Post
Topic
Board Mining (Altcoins)
Re: [OS] nvOC easy-to-use Linux Nvidia Mining v0018
by
fullzero
on 24/07/2017, 23:48:57 UTC
Hi All,

A GPU was lost in a rig this weekend, and unfortunately the watchdog did not reboot the rig. After inspection, nvidia-smi is not just reporting the new number of GPU's, but gives a warning.
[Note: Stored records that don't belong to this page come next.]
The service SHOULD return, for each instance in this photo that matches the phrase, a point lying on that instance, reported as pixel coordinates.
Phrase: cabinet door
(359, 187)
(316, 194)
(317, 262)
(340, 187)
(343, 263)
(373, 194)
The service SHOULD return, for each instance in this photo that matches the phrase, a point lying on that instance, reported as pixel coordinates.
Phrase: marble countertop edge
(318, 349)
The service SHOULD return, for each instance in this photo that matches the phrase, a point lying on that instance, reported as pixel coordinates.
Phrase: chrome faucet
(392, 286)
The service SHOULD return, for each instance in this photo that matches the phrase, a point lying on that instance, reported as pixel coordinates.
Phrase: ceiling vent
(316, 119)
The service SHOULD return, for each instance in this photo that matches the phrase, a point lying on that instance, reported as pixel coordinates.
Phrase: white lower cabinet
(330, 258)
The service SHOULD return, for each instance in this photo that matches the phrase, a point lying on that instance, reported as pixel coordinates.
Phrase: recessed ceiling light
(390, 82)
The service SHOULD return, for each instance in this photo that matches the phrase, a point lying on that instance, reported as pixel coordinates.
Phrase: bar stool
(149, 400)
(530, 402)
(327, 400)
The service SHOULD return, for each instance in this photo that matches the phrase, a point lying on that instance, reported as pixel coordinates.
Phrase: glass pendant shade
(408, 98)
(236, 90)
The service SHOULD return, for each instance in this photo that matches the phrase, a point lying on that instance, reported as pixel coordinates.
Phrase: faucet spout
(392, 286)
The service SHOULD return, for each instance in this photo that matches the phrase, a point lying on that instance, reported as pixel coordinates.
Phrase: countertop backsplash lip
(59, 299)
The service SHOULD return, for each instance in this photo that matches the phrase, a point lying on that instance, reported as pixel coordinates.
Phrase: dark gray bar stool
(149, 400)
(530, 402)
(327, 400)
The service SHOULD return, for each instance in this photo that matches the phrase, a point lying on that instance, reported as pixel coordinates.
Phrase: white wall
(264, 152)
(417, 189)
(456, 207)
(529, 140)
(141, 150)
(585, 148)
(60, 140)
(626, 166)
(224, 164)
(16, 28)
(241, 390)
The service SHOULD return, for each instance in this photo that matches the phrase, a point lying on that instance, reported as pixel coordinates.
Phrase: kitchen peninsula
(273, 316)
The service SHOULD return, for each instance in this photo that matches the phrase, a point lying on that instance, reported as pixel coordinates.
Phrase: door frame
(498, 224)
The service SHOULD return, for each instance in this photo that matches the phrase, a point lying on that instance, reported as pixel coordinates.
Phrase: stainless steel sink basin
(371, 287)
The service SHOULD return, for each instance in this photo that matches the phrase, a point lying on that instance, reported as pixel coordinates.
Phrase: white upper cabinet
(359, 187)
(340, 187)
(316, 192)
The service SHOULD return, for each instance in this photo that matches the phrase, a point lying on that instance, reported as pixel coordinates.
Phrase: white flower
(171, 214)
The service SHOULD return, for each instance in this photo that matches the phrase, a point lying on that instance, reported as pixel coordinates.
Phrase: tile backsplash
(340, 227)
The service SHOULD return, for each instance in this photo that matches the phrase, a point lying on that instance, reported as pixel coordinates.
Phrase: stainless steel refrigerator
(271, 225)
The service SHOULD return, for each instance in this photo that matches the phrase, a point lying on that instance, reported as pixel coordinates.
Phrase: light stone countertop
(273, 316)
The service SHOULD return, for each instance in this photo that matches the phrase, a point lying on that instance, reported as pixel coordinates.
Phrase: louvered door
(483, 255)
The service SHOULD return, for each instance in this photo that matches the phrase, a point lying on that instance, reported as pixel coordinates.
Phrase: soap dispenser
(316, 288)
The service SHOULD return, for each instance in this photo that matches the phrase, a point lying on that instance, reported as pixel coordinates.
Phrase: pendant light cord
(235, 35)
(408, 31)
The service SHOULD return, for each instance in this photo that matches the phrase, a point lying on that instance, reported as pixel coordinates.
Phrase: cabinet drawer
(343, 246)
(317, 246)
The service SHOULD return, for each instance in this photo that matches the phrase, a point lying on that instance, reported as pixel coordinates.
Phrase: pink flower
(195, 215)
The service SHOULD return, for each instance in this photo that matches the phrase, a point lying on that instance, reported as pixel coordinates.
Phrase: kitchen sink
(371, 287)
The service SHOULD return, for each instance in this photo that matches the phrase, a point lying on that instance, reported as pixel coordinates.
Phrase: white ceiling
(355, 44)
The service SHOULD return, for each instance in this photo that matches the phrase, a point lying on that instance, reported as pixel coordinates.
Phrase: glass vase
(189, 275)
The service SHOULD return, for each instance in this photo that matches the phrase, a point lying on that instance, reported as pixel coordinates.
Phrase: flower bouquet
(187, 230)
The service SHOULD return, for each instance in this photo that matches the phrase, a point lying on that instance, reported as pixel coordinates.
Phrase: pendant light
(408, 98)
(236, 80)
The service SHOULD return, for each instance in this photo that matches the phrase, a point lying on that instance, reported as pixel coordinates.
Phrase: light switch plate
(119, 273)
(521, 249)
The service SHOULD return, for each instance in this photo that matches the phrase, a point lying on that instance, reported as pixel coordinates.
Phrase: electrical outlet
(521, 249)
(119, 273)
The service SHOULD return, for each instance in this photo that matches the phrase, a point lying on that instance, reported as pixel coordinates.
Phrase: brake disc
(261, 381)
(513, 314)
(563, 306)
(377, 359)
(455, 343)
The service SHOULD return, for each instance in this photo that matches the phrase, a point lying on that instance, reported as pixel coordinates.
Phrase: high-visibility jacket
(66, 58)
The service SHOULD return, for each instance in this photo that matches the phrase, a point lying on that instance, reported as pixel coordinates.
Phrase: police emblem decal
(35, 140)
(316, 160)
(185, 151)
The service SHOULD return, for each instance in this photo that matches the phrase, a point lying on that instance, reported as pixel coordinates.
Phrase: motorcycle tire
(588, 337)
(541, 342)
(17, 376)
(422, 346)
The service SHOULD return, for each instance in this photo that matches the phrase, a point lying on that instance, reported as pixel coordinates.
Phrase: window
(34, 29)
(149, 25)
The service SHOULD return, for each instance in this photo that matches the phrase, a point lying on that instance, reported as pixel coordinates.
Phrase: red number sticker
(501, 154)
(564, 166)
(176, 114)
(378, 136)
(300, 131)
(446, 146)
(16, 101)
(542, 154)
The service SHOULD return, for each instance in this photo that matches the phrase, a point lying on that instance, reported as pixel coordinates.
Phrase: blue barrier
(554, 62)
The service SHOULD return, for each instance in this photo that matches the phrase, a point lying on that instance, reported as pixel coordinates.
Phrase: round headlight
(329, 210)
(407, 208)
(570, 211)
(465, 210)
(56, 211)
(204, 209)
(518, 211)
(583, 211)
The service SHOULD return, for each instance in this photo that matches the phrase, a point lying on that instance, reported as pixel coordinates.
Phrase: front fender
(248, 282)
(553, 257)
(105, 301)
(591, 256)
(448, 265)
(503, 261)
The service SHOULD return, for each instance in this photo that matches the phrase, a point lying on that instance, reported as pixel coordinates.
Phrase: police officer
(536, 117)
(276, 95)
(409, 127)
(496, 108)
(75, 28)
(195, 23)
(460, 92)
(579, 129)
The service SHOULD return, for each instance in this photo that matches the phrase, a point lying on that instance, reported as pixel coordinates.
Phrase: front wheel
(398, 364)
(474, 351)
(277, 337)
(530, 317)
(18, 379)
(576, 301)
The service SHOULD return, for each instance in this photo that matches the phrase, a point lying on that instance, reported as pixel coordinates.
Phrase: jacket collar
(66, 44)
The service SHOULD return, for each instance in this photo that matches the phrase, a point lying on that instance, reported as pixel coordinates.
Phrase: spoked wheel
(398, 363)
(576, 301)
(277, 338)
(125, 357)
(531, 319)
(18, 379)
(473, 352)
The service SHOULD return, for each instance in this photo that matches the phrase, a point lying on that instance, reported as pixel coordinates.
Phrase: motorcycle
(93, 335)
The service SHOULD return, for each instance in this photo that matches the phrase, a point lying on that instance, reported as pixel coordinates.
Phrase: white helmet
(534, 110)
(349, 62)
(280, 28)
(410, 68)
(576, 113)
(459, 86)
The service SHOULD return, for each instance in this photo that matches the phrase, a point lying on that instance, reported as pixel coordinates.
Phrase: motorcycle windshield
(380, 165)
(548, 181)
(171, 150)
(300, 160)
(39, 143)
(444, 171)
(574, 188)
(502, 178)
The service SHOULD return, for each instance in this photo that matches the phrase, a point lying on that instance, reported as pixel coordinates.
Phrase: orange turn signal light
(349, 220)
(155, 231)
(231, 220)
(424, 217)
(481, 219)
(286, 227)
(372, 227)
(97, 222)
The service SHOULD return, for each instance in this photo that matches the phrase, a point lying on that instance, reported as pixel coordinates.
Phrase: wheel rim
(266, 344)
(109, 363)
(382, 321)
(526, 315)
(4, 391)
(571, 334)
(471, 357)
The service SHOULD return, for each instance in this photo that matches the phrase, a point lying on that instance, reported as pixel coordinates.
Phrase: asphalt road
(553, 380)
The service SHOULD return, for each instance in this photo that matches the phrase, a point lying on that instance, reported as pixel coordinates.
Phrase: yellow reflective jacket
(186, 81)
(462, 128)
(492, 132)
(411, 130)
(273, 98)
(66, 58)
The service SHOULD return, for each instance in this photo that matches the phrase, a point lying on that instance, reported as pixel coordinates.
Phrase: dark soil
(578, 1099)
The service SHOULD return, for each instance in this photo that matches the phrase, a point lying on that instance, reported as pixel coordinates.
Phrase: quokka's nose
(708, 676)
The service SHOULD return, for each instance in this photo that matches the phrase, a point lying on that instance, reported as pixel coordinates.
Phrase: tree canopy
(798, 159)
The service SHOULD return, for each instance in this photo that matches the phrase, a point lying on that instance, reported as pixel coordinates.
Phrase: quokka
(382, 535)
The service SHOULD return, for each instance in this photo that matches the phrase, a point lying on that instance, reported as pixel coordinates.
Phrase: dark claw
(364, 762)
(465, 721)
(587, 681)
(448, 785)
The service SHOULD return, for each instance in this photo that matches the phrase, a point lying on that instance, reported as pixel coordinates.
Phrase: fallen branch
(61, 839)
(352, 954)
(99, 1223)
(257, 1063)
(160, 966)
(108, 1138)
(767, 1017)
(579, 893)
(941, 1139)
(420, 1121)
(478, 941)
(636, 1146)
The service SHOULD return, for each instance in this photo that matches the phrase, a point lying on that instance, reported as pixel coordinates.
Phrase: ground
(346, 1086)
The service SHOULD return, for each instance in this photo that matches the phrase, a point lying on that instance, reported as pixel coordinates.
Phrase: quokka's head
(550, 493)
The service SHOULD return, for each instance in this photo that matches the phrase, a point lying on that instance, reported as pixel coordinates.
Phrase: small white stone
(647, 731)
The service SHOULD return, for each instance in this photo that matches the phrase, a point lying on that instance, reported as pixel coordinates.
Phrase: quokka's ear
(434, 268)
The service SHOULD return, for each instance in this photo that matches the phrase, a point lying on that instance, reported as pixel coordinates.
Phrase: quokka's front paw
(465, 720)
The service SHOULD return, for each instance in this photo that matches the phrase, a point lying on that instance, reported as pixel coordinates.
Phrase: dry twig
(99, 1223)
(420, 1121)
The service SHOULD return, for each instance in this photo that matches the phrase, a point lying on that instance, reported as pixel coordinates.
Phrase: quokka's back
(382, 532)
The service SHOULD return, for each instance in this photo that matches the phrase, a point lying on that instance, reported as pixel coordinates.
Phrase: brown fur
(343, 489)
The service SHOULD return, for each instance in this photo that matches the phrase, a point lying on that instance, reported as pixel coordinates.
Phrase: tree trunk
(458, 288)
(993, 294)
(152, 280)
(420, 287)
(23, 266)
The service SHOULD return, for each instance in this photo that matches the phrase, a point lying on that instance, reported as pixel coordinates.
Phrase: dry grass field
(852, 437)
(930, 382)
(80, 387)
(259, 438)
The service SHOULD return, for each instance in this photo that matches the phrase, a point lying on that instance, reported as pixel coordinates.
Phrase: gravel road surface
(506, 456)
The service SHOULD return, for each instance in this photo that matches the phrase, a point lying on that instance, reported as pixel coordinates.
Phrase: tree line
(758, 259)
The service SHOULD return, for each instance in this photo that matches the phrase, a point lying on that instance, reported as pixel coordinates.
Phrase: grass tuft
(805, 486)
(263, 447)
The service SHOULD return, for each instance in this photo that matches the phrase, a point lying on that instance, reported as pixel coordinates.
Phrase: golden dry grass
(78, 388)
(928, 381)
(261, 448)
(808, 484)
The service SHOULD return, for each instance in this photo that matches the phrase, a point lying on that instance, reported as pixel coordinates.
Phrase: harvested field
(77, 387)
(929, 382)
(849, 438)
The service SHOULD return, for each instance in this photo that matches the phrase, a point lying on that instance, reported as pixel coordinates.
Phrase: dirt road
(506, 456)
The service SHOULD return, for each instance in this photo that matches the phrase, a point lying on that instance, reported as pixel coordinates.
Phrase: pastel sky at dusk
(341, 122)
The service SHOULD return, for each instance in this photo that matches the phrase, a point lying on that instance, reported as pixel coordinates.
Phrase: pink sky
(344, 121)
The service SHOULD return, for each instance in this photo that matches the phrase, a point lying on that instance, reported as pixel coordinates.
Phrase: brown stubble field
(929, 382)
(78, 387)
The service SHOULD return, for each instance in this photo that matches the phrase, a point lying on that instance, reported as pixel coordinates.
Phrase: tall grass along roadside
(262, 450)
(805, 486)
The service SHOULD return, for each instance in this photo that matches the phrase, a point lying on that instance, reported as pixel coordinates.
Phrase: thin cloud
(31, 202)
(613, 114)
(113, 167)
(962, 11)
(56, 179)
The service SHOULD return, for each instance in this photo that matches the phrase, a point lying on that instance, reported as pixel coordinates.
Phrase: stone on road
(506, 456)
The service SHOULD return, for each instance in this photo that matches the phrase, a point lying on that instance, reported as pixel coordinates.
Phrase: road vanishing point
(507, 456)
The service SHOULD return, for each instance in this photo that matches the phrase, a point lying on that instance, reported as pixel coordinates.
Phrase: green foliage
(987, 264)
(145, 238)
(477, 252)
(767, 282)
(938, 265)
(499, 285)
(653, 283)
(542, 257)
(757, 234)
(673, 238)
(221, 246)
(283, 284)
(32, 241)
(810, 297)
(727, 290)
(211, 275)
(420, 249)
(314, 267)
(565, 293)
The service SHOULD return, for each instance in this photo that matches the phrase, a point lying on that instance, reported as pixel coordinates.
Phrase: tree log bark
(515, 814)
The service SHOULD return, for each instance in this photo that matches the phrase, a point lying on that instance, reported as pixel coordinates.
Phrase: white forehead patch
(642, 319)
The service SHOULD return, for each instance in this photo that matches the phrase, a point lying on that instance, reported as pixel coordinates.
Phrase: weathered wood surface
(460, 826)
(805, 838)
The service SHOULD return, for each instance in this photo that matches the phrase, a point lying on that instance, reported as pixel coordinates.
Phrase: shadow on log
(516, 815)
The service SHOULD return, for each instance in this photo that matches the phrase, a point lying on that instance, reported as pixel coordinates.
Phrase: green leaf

Watchdog was not ready for this message, and just errored.

Therefore a new code block for Watchdog:
Code:
 numtest='^[0-9]+$'
  
  for UTIL in $UTILIZATIONS
  do
    if ! [[ $UTIL =~ $numtest ]]
    then
        # Not numeric so: Help we've lost a GPU, so reboot
        echo "$(date) - Lost GPU so restarting system. Found GPU's:" | tee -a ${LOG_FILE}
        echo "" | tee -a ${LOG_FILE}
        #Hope PCI BUS info will help find the faulty GPU
        nvidia-smi --query-gpu=gpu_bus_id --format=csv | tee -a ${LOG_FILE}
        echo "reboot in 10 seconds"
        echo ""
        sleep 10
        sudo reboot
    fi

    # If utilization is lower than threshold count them:
    if [ $UTIL -lt $THRESHOLD ]
    then
      echo "$(date) - GPU under threshold found"
      echo ""
      let COUNT=COUNT-1
    fi
    let GPU=GPU+1
  done

just replace the old "for UTIL in $UTILIZATIONS.." block with the new one.

I don't think I've had a GPU fall off the bus yet.  I'll make the changes for the next 1bash plus files version.